On the fourth day of the year, a homeless man stood outside Dollar Tree holding a sign: Anything helps. I didn’t have cash, but I did have a pair of socks from Dollar Tree and a small jar of mixed nuts. I gave them to him. He was so grateful it was upsetting. It was the least I could do, I said. It was hardly anything.
On the sixth day of the year, at Dollar Tree, a woman asked if I worked there. I said no, but I should have asked how she defines work. Because in a way, I do.
My interest in Dollar Tree is less about charity than it is about organization. It seems wrong for items that might be useful to be trapped inside of Dollar Tree when they could be out in the world, not making it better, exactly, but at least filling some kind of need. Like, If I can stop one heart from breaking, I shall not live in vain, except it’s: If I can give one homeless man the Pixar Studios–branded socks that I bought for a penny, I shall not live in vain.
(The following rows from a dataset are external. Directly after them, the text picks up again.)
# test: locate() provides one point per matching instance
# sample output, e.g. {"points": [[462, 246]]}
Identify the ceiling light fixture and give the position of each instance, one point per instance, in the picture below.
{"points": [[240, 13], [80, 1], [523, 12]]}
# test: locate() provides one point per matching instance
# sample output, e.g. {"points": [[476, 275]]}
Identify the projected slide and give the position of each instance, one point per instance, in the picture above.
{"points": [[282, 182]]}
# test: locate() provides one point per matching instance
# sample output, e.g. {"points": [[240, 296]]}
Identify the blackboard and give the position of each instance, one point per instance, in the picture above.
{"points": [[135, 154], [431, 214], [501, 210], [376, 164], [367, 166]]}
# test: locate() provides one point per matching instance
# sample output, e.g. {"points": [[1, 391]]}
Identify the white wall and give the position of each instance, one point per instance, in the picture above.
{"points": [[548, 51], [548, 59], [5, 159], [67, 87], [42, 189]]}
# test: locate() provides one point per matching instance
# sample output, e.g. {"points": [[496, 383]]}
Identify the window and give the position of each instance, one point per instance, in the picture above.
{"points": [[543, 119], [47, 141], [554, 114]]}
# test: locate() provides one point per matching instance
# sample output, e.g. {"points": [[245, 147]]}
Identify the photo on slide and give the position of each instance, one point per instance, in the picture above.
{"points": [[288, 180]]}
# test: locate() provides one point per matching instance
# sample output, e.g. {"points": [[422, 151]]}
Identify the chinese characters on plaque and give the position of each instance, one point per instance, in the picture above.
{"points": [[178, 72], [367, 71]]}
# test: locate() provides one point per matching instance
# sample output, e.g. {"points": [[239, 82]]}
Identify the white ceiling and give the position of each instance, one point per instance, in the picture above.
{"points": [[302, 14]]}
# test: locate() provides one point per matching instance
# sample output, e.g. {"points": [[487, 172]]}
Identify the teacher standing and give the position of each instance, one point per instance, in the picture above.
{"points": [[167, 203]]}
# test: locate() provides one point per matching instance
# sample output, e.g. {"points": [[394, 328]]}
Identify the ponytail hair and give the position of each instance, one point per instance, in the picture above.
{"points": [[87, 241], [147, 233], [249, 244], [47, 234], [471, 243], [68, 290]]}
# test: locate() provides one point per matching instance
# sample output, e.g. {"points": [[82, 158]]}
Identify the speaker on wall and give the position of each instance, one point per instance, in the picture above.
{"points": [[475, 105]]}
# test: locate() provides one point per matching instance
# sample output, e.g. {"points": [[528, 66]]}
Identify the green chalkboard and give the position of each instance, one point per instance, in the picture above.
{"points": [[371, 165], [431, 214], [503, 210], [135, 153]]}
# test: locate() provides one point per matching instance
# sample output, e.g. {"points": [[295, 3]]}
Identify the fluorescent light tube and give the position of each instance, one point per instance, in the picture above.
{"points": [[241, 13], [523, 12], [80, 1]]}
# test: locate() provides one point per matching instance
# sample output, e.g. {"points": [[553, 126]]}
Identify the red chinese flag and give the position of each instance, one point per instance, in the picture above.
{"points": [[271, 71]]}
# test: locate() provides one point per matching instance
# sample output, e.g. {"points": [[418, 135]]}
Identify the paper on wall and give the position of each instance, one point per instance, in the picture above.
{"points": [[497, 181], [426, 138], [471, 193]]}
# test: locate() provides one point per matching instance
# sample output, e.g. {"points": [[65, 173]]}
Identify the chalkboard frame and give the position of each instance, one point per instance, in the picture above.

Five years ago, back when I lived in Missouri, my aunt and I found a squatter sleeping in my grandparents’ guest house. We called the police. They took him away in handcuffs, then threw away the groceries he’d brought with him: an almost full jar of peanut butter, some bread, some packets of tuna. They said he’d probably stolen them, and I bet he had, but they were perfectly good. After the police left, I fished the groceries out of the trash and gave them to the homeless people down the road.
The same year, the police chief announced what he called a pedestrian safety ordinance. Under the ordinance, people who gave panhandlers food or money could be jailed for the offense. After the ordinance passed, I gave things to homeless people at every opportunity. Arrest me, I thought each time. Arrest me. But the police never did.
Last night I dreamed a woman in a position of authority denied me access to something because my identification was wrong in some arbitrary way. I can’t remember what I wanted access to, although I think it might have been ice cream, like at the counter of my first job, with all the flavors laid out behind glass. In the dream, I felt a terrible rush of anger—the sense that I was about to scream at her. Instead, I laughed, loudly, manically, in her face.
When I woke up, nothing felt funny. I thought I might never think anything was funny again. It felt practical, like adjusting expectations. All of my humor had dried up and blown away, and it was only the twelfth day of the year.
I keep thinking about time, about what I would do if I really knew I only had two years left, or thirty-seven seconds. How I might spend that time scanning barcodes at Dollar Tree, waiting at the Safeway pharmacy, watching a dot come in and out of focus, almost getting Lasik but then deciding not to at the last possible second, as if it were all a joke the whole time, and I can’t believe anyone ever took me seriously.